Tree - Decision Tree with sklearn source code

After talking about Information theory, now let's come to one of its application - Decision Tree! Nowadays, in terms of prediction power, there are many ensemble methods based on tree that can beat Decision Tree generally. However I found it necessary to talk about Decision Tree before we talk about other advanced methods mainly for 2 reasons:

Decision Tree is often used as the base learner for many ensemble methods, like GBM (GBRT), AdaBoost, xgBoost and etc.
Decision Tree is very straightforward, and is outstanding in its explanatory power. It is freuently used in model interpretation, like DT-surrogate.

In this post, I will go through how to build decision tree for both classification and regression problem along with some discussion over several issues. As the topics says, the structure of this post will mimic the way the Decision Tree Class is defined in sklearn. Since sklearn is built upon CART, we will mainly talk about CART. In the end we will have a comparison between CART and other Tree Building algorithm.

Decision Tree Builder

Ideally for a perfect tree, the tree leaf should have only 1 class for classification problem and should be constant for regression problem. Although perfect situation cannot be met, but training process should serve this purpose.

Basically each split should increase the purity of the sample in the node - more sample from same class (classification) or more clustered target value (regression).

Let's first define the problem:

For N sample, $(x_i,y_i), i \in [1,2,...N]$, where x is a P-dimension vector.

Tree splits the sample in to M region, $R_1... R_M$

Each sample will have following prediction.

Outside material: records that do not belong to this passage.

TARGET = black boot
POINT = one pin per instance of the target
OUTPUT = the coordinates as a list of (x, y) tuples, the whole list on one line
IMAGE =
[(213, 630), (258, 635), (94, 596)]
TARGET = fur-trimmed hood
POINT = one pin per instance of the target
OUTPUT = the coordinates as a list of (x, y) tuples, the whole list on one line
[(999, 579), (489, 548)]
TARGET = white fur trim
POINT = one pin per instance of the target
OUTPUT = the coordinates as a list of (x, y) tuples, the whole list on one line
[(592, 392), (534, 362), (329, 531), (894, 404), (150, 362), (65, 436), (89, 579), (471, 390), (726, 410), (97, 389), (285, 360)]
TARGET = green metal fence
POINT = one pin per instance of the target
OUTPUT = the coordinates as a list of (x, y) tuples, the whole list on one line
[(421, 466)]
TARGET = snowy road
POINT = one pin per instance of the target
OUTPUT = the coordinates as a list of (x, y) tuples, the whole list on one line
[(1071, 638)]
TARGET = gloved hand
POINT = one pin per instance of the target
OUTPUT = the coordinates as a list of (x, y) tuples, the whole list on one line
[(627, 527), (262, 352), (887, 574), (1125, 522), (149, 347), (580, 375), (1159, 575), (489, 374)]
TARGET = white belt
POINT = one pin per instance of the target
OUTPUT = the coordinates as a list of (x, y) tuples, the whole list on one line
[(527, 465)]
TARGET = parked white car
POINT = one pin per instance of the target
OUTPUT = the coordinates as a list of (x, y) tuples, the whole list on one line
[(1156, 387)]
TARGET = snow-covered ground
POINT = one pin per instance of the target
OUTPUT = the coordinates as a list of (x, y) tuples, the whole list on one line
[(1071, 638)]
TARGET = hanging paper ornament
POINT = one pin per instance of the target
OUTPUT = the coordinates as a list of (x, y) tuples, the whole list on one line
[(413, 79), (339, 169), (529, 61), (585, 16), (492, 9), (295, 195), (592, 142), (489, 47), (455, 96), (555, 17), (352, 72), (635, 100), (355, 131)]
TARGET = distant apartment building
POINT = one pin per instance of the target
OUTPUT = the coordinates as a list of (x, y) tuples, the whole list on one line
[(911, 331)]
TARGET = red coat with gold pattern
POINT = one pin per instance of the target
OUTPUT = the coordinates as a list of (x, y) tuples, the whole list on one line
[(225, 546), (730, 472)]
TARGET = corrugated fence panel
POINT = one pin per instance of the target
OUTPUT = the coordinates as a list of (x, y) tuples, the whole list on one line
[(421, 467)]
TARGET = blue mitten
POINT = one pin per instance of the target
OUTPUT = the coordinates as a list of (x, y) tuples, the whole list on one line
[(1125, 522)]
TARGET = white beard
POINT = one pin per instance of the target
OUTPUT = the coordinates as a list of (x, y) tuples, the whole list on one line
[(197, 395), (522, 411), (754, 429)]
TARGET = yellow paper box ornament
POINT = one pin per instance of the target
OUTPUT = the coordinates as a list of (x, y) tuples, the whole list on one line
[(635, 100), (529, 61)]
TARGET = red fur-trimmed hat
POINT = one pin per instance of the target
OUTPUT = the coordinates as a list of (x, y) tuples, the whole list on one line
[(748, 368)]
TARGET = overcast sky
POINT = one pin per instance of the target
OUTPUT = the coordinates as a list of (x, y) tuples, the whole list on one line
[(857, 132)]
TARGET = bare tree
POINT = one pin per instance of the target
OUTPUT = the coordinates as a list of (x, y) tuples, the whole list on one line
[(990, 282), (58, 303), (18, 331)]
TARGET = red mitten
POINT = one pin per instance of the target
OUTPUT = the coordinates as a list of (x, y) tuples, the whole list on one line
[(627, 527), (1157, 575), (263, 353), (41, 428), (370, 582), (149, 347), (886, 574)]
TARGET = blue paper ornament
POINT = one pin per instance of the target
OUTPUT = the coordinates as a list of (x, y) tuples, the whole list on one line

\[f(x) = \sum_i^M{c_m I(x \in R_m)}
\]

For regression, $c_m$ will the be average of all samples in that leaf, if the loss metric is sum of squares. For classification, $c_m$ will be the majority class in that leaf.

1. Criterion - theory

Now we know the target of the problem, how are we going to bulid the tree?

For classification problem, when target value has K classes, at leaf m, probability of the majority class will be :

\[{\hat{p}}_{mk} =\frac{1}{N_m} \sum_{x_i \in R_m}{ I(y_i=k)}
\]

For each split, we want to maximize reduction in impurity, or in other words the minimum impurity for sample in current node. Do you still recall in the previous post we talk about cross-entropy and Information gain, where

\[IG = H(Y) - H(Y|X)
\]

\[H(Y) =-\sum_{k=1}^{K}{p_k \log{p_k}}
\]

Bingo! Cross-entropy is usually used as a splitting criterion. Information gain is exactly the impurity reduction after the split. So for cross-entropy criterion, we want the largest information gain for each split to achieve minimum conditional cross-entropy after the split. So we iterate across all the variables and their value to find the optimal split (variable j and split point s), which minimize the weighted sum of cross-entropy of left node and right node.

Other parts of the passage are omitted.